Abortion, shmashmortion

"Knocked Up" avoids directly addressing abortion -- does that make it anti-choice?

Published June 8, 2007 11:30PM (EDT)

All week I've been avoiding writing about the dust-up over the fact that "Knocked Up" avoids addressing abortion as a choice for its young protagonist who unexpectedly gets pregnant. I'm just not a very impartial judge, being a die-hard fan of director Judd Apatow's cult hit "Freaks and Geeks."
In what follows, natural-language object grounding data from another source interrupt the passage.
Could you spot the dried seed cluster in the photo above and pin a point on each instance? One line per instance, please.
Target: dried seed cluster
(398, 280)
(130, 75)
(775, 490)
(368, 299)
All that being said, Slate's Dana Stevens makes an interesting argument against Apatow's choice to avoid mentioning abortion in the movie -- aside from a jokey reference to the option that "rhymes with shmashmortion." In her review last week of the movie, she made a quick aside about the fact that the abortion option was conveniently and very purposefully overlooked: "This omission smells of the focus group, and it's a disappointment in a movie that otherwise prides itself on its unsentimental honesty about the realities of unplanned parenthood."

The reader response to that aside was such that she decided to tackle the issue one more time. Today, she writes that Apatow's avoidance reveals his "fear of offending his audience's sensibilities." She continues: "This kind of Trojan horse moralism is maddeningly common in pop-culture representations of abortion, which seem muzzled, invisibly policed, by either the pro-life lobby or the fear of it."

The whole thing seems pretty simple to me: The story line revolves around Katherine Heigl's character getting pregnant and having a baby -- if she were to have an abortion there wouldn't be a movie. That she decides to have the baby doesn't strike me as offensive or an overt, anti-choice statement. Salon's Stephanie Zacharek didn't see the movie as a "right-to-life tract" but "simply delicate-handed enough to know that neither it nor the Supreme Court can dictate what a woman's choice should be." And the New York Times' A.O. Scott read the whole "shmashmortion" scene as "a funny, knowing riff on the reluctance of movies and television shows even to use the word 'abortion.'"

But, Stevens makes an interesting argument for why Apatow should have at least explored why Heigl's character decides to keep the baby -- though, to be sure, she's holding this summer comedy to an unusually high standard: "Her character becomes a cipher, a foil ... without being allowed any epiphanies of her own."